The original Muppet meanie, Doc Hopper wanted nothing more than his own chain of fast-food restaurants. Creating Doc Hopper’s French Friend Frog Legs was his dream... But as the Muppet Movie begins, he needs a better plan, because frankly, dressing up as a frog and advertising the frog-leg burger on a bright-green bun just wasn’t a good look. Mimicking the Golden Arches with green legs, and matching the Colonel himself with a snappy white suit, Hopper was halfway there. He just needed a spokesperson, because although he made a great businessman... he was a rather lousy frog.
Luckily for him, waiting in the wings (or rather going with the Schwinn) was the very frog he needed. Kermit the Frog was setting out across America to an open audition for frogs in order to sing and dance and make people happy when he was spotted by Doc’s assistant Max. Kermit was the perfect choice to advertise the Doc’s brand... unfortunately for him, all Kermit could see were hundreds of frogs on tiny crutches and refused to get involved.

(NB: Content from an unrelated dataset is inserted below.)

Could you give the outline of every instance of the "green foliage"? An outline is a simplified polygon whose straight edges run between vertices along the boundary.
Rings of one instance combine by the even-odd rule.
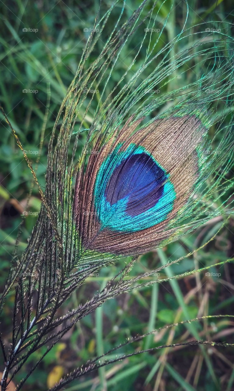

Now, this is where most of us would have packed our bags and headed back to the drawing board for a new marketing plan... maybe getting an old spring coat and sewing on some ping-pong balls, but no, not Hopper. Hopper was a man of ambition and once the frog was in his sights, the game was on. Persuading a bear and a frog in a rainbow coloured Studebaker across America, dodging cream pies, kidnapping wild boars and hiring mad scientists, Hopper was determined to do anything to make the frog his spokesperson...whether he did it live, or stuffed.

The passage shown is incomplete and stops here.